I like that. He's taken an old clunker and built it into something different. I don't think I could get on with those handlebars though, but each to their own. What was so beautiful about the thing in the first place, by the way?


----------



## stevenb (4 Sep 2008)

Rhythm Thief said:


> I like that. He's taken an old clunker and built it into something different. I don't think I could get on with those handlebars though, but each to their own. What was so beautiful about the thing in the first place, by the way?




Ditto..

He's just set the rear brake up for now....he'll trim it down.
Looks much better now IMO.


----------



## MessenJah (4 Sep 2008)

Well, there's no accounting for taste.


Here's a pic of a different bike, same model.

Classic.


----------



## gavintc (4 Sep 2008)

MessenJah said:


> Well, there's no accounting for taste.
> 
> 
> Here's a pic of a different bike, same model.
> ...



As seen at civic amenity sites throughout UK. It does not flip my switch in any way.


----------



## rootes (5 Sep 2008)

like they say "if you own you can do what you damn well like!"


and at least it is being used (hopefully)


----------



## GrahamG (5 Sep 2008)

I'm with Messenjah on this, it's a nice classic sit up and beg which not only makes it worth keeping as it is but also means it's the worst possible donor frame - that is guaranteed to be a shoot ride. 

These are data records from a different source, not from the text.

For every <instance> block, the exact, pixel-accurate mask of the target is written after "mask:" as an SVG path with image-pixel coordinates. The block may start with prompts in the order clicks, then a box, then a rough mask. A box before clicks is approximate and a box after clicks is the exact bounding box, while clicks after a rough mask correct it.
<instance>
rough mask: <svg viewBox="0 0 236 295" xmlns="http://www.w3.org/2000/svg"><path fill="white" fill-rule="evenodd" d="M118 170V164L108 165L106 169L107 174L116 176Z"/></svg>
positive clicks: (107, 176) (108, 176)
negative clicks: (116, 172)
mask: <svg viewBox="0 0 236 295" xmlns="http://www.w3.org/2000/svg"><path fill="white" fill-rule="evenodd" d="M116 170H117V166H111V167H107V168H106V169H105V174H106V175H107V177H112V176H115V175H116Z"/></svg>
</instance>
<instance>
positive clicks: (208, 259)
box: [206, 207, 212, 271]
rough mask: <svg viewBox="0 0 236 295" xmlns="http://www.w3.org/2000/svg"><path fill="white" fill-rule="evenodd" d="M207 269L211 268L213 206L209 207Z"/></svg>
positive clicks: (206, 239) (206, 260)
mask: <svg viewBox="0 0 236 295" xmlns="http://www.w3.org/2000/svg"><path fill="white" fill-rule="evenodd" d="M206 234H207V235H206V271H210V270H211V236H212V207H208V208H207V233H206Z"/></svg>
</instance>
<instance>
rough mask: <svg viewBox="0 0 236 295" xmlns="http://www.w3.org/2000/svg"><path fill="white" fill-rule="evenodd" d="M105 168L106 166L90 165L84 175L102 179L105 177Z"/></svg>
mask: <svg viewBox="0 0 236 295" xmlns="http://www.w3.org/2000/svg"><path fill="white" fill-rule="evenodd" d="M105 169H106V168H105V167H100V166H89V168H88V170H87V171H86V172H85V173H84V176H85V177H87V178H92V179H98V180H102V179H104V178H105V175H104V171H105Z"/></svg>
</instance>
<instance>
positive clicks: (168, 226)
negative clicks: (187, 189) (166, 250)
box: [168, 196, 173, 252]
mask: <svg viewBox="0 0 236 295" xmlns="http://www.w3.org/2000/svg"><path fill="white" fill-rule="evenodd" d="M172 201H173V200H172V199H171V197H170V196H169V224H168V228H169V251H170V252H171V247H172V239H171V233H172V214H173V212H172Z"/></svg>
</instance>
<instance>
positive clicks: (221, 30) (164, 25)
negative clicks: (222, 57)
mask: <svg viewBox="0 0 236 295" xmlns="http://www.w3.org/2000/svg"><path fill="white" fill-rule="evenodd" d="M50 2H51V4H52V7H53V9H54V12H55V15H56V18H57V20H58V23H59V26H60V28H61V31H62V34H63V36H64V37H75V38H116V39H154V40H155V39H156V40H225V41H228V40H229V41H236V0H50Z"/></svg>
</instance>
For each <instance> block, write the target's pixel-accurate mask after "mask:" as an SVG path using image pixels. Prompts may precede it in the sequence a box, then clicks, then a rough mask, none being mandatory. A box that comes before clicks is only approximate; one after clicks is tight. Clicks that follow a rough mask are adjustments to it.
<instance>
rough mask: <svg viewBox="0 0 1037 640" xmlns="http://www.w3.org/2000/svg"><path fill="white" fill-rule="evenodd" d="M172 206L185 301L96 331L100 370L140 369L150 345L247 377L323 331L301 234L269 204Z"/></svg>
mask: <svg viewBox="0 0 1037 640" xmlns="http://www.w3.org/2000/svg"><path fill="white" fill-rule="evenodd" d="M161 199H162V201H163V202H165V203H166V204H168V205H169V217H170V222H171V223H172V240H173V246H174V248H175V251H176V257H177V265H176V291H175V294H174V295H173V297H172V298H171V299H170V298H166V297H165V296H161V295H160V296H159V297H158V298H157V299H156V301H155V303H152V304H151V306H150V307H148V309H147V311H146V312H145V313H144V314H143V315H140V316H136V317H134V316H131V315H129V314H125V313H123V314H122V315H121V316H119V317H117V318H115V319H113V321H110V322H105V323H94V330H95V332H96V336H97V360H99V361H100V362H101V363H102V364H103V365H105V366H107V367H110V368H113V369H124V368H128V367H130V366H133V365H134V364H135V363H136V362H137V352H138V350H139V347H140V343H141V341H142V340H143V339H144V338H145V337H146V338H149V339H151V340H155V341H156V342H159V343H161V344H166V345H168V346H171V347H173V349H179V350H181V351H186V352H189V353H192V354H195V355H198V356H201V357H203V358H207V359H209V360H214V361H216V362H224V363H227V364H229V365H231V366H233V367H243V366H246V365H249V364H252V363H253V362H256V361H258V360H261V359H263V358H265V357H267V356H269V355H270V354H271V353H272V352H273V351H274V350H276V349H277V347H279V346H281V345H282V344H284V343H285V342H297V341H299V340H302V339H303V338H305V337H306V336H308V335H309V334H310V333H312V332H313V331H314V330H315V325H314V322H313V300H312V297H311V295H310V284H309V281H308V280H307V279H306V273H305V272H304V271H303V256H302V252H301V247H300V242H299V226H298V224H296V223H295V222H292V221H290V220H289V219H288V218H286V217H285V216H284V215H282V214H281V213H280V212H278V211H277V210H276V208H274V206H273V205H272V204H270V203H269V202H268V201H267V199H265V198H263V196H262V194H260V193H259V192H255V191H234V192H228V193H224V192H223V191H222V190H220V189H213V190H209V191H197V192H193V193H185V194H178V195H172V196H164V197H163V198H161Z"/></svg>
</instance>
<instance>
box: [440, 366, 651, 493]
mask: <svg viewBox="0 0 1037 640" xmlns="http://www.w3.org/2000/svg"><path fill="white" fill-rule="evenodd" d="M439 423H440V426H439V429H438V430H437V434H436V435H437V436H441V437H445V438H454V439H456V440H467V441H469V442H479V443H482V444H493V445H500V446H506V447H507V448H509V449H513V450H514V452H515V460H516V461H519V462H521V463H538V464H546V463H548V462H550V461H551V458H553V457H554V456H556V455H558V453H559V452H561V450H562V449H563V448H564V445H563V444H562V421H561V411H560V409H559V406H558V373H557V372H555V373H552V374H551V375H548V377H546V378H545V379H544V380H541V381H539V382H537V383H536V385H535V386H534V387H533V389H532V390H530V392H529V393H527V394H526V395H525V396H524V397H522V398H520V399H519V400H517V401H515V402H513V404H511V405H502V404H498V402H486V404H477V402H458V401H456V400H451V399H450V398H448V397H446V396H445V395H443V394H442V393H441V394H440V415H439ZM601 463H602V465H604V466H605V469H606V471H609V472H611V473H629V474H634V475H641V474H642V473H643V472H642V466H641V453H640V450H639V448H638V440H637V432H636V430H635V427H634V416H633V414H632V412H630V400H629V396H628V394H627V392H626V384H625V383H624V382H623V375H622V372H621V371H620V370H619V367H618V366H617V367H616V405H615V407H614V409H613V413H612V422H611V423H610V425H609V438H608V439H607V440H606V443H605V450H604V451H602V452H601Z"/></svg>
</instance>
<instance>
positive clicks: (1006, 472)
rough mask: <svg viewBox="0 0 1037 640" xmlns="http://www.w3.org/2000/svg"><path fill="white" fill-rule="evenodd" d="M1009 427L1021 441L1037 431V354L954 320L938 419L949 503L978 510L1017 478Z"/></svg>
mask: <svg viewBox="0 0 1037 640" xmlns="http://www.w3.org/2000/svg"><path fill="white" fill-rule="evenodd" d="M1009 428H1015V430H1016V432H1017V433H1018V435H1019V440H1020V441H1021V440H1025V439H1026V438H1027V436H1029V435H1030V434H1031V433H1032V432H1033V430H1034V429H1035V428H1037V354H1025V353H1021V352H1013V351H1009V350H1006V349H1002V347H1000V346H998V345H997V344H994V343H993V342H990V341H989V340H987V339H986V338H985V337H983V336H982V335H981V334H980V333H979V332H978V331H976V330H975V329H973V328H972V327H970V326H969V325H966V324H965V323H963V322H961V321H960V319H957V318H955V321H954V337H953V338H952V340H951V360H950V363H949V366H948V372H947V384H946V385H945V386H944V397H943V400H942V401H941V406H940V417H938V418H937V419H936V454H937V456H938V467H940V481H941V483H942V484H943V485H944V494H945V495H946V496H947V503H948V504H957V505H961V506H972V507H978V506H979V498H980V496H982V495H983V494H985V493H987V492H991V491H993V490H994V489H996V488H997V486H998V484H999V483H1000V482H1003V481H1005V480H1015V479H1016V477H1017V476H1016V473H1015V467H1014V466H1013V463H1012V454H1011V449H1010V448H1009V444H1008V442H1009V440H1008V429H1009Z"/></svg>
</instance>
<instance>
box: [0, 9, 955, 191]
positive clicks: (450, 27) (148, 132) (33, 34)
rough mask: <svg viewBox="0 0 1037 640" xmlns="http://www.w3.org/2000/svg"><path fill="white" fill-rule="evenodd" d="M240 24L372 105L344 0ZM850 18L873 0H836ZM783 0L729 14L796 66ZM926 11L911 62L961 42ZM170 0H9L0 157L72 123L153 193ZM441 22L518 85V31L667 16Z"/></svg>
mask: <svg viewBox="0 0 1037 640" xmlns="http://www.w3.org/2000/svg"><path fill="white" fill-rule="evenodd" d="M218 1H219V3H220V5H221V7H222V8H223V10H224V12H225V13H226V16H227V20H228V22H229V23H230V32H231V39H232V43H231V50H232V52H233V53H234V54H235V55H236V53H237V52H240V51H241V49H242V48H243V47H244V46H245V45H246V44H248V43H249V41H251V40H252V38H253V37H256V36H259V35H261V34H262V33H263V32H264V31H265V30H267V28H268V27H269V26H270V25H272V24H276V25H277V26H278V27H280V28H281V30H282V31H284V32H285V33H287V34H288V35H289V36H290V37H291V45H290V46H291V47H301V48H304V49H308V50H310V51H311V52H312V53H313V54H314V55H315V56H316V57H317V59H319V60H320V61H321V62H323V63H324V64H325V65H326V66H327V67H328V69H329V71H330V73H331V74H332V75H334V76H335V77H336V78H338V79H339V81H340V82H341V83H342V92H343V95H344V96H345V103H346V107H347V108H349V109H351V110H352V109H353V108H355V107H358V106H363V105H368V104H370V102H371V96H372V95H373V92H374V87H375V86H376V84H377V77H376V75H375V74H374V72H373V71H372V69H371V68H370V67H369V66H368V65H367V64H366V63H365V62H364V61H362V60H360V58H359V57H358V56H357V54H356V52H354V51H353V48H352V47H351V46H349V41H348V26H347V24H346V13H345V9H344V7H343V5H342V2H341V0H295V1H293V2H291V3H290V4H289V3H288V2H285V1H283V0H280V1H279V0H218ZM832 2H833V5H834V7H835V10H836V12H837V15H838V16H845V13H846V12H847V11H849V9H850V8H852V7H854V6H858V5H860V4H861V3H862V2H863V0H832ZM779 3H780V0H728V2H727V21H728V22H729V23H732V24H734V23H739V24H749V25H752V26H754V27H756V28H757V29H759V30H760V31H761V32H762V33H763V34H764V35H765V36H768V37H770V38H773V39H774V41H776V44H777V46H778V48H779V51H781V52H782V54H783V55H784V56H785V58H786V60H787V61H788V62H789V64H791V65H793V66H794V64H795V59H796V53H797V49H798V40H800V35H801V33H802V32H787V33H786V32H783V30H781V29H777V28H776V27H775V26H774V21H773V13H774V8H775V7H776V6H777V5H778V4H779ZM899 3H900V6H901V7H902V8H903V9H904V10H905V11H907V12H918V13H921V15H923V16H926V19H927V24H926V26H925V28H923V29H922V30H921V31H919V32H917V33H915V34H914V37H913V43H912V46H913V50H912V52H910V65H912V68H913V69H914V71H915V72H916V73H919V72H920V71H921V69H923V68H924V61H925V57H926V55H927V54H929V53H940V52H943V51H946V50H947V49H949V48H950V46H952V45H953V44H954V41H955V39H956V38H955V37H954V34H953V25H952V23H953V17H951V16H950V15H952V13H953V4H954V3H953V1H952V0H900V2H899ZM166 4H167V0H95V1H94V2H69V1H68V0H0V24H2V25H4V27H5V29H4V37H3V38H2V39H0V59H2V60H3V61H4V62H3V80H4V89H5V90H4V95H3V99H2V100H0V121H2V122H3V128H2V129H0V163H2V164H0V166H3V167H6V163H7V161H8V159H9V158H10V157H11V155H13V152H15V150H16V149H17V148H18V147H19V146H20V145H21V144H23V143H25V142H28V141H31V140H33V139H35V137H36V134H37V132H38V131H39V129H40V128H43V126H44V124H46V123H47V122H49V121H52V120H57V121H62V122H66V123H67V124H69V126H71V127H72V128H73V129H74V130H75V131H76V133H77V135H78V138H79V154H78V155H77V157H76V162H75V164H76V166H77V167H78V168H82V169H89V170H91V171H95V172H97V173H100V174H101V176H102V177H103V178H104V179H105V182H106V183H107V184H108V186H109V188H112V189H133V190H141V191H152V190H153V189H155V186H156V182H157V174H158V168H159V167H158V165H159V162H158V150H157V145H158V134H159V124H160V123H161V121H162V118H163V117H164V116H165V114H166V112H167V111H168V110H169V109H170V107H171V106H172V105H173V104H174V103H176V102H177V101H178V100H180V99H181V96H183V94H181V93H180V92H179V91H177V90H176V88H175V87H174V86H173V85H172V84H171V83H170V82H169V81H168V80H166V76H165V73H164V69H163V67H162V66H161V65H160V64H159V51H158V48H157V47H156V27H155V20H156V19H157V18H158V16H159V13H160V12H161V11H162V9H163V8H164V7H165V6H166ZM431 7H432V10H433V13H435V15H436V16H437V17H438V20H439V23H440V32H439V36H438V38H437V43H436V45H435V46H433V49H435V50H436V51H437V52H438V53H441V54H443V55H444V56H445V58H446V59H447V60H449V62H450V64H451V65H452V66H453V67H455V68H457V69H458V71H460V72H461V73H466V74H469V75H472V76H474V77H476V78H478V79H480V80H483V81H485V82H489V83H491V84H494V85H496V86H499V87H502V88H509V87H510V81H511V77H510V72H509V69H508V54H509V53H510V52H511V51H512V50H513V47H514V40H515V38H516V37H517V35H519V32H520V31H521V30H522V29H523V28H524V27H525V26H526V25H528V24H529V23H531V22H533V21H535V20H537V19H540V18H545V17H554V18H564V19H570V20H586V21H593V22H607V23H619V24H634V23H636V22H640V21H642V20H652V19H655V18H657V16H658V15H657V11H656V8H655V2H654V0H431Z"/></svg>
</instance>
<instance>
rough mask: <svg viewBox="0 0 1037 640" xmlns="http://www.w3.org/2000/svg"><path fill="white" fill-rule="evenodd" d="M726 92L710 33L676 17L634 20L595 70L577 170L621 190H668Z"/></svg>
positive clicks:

How's this for a half-way house? He should have made it a fixed city bike and kept the original bar/stem and chainguard/mudguards but had the benefit of riding it fixed.


----------



## Tharg2007 (5 Sep 2008)

looks like the rims dont have machined sidewalls, why go to the bother of sourcing rims without machined sidewalls and then fit brakes?????


----------



## stevew (17 Sep 2008)

Got to agree it's not for me, just plain ugly from here !
Oh, and it's unfinished. Seems to be all out of balance visually.


----------